Good News for Planet Earth
With the recent sad demise of RedCycle in Australia putting a damper on things, we decided to research some happier environmental news stories! We have collated our favourite initiatives of 2023 so far, on what is being done to make the world a better place.
Read on for our favourite happy environmental news stories:
- Rain Triggered Self-burying Seed Carrier: Scientists have developed a new biodegradable seed carrier design, this clever little device drills seeds into the ground to help them grow! These seeds can be dropped from a drone (aerial seeding) and used to reforest large or inaccessible areas post-fire, or to restore wildlands.
When a seed lies on the surface, it can be damaged by weather conditions or eaten by wildlife, resulting in low germination rates. The seed carrier has three coiled tails attached, which unwind when moistened and can carry seeds as large as those of whitebark pine trees. The seed carriers had an 80% success rate of getting seeds into the ground on flat land, reducing the risk of them blowing away or being eaten by animals.
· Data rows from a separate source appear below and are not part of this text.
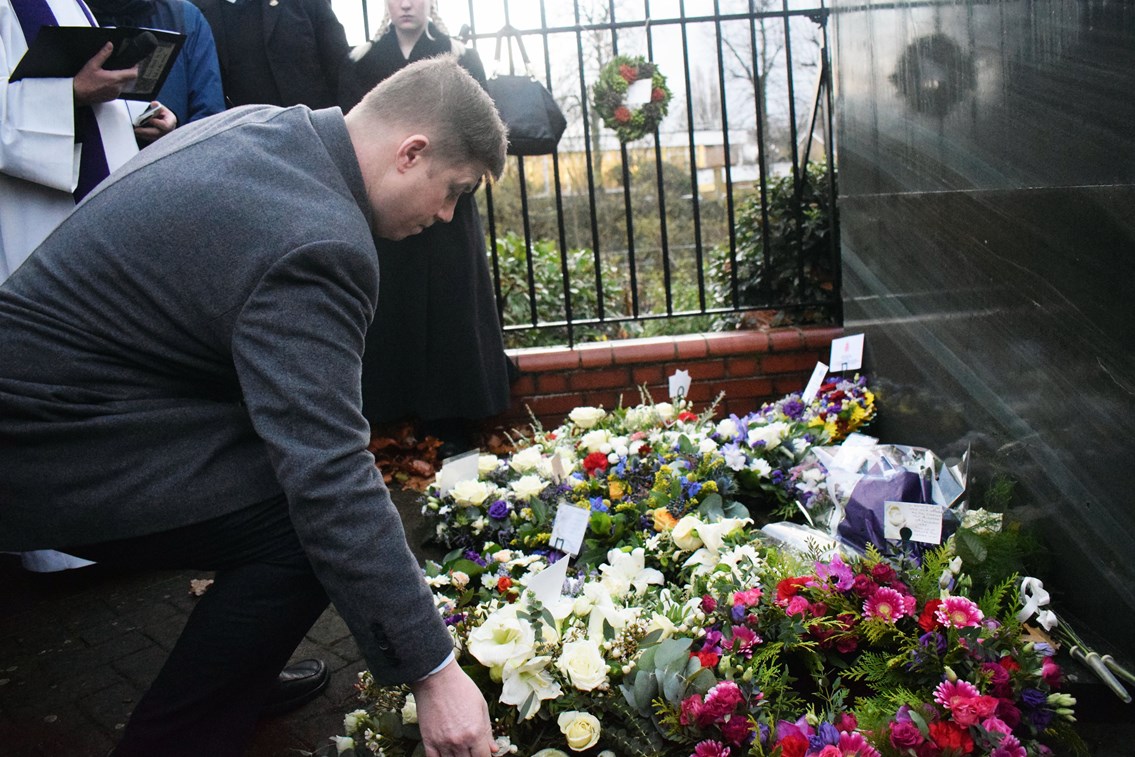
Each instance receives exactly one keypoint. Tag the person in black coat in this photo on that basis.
(277, 52)
(436, 352)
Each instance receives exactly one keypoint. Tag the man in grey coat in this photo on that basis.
(179, 386)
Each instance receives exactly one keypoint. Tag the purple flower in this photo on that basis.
(499, 510)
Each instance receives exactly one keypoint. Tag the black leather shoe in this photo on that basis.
(297, 684)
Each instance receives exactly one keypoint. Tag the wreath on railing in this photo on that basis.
(630, 122)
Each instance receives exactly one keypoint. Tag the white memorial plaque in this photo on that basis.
(913, 521)
(569, 529)
(814, 383)
(847, 353)
(680, 385)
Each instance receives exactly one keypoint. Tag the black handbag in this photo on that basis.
(528, 109)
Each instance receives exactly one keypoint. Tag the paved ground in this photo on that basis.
(78, 648)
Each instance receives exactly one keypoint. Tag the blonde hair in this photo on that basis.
(440, 99)
(434, 18)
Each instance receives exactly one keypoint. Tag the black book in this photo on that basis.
(61, 51)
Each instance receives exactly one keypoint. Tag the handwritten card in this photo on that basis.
(913, 521)
(569, 529)
(847, 353)
(679, 385)
(814, 383)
2. Notpla: edible food packaging made from seaweed, that can be used to replace plastic for things like juice, ketchup sachets and water. They saved 36,000 disposable plastic cups from being used in the London marathon with their edible ‘Notpla Ooho’; it’s essentially an edible water bubble. Seaweed is highly renewable as it is fast growing and doesn’t require freshwater or fertiliser.
3. Australia is to make an area the size of Germany into a marine park in the Southern Ocean. The plan is to triple the size of Macquarie Island protection zone to shield ‘remote wildlife wonderland’. The island between Tasmania and Antarctica is home to many seabirds, penguins and seals, and forms an important feeding and breeding ground.
Species including royal penguins, southern rockhopper penguins, subantarctic fur seals, southern elephant seals, black-browed albatrosses and grey petrels will be protected. The expansion would also increase the amount of protected area in Australia’s oceans to 48.2%.